Hannah Gadsby: Happiness is a Bedside Table

Happiness is a bedside table
Hannah Gadsby

The now widely known television personality Hannah Gadsby has had a good year. She now classifies herself, at thirty five to be, an adult. She has just handed in six years of back tax returns. She has just received her driver’s licence. She has her own place. She is “captain of the fridge.” It’s been a year of personal revolution! However, as she points out, happiness is a tough topic for comedians. Their home page material is misfortune and mishap.

Pithily she observes “the key to happiness is low expectations.”

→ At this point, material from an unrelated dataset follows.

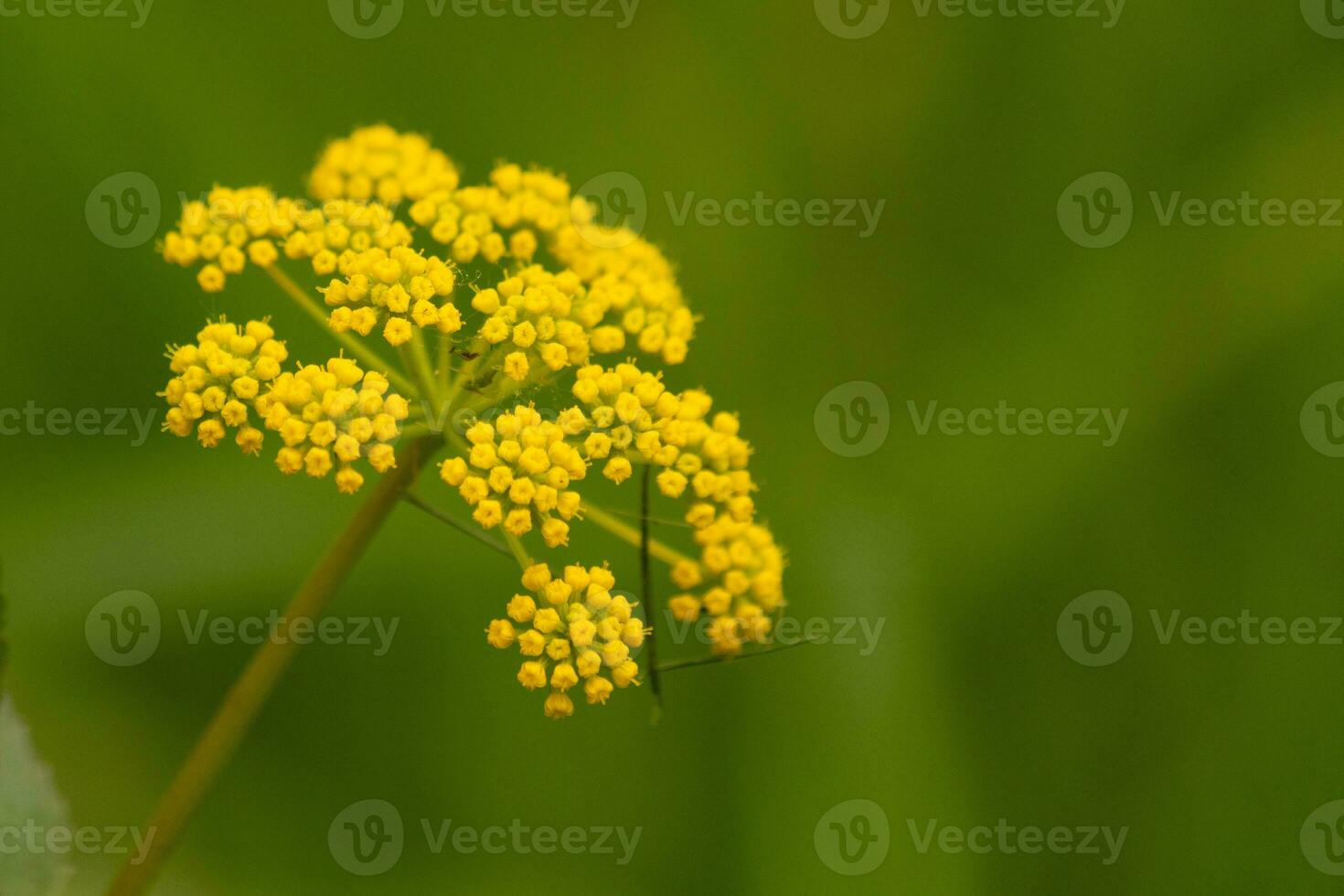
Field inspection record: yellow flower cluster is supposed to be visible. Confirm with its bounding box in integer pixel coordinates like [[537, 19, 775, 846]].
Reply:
[[161, 187, 300, 293], [410, 164, 695, 364], [308, 125, 458, 206], [472, 264, 601, 383], [158, 317, 289, 454], [160, 318, 410, 495], [283, 198, 411, 277], [561, 364, 784, 655], [440, 404, 587, 548], [320, 246, 463, 346], [486, 563, 648, 719], [160, 125, 784, 719], [163, 187, 411, 293], [257, 357, 410, 495]]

Displaying her trademark eccentricity she describes her love of purchasing “home things… chairs, I bought two, just in case.” The enormous widescreen television, “because I discovered that if you’re on tv it’s a deduction!” The bedside table, at last an accident–free zone on which to place her trademark glasses.

What could be poignant, if not maudlin, becomes hilarious in her clever hands. Gadsby’s deadpan delivery has no equal in the current national comedy scene. Her timing is immaculate.

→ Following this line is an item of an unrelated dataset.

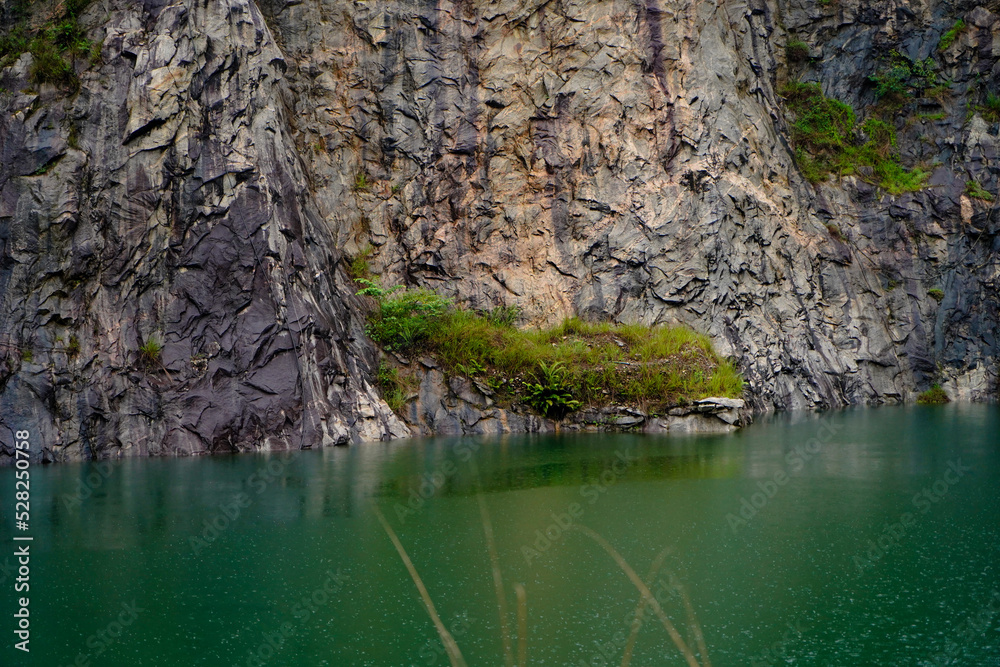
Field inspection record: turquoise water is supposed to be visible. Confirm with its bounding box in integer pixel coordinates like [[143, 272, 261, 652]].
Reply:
[[0, 405, 1000, 667]]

Becoming an adult is dependent on regaining the confidence lost through the adolescent and early adult years. Numerous humiliating incidents are related. The school end-of-year lunch and swim; “the teachers’ annual culling.” The lousy jobs. The indifferent, cruel girlfriend.

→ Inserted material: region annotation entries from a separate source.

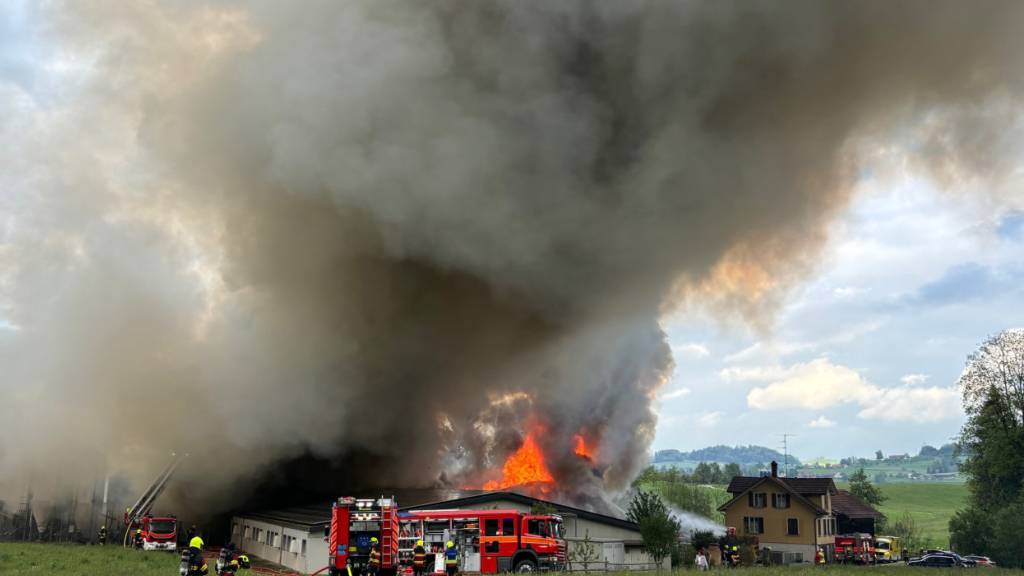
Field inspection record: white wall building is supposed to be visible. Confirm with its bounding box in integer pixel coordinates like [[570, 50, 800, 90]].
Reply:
[[231, 490, 669, 574]]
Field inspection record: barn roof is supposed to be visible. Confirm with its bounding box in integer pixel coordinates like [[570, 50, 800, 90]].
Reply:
[[833, 490, 884, 520], [238, 490, 640, 531]]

The nude swimming episode where she is carried away by a rip. This last being “the lowest point in my life”, encompassing her worst fear of being rescued naked, “dead or alive!”

The self-abasing recounting of these disasters reduced the audience to hysterics.

In a brilliant tour de force Gadsby closed the show with a surprise ending demonstrating that her confidence is well and truly restored.

A well-deserved standing ovation ensued.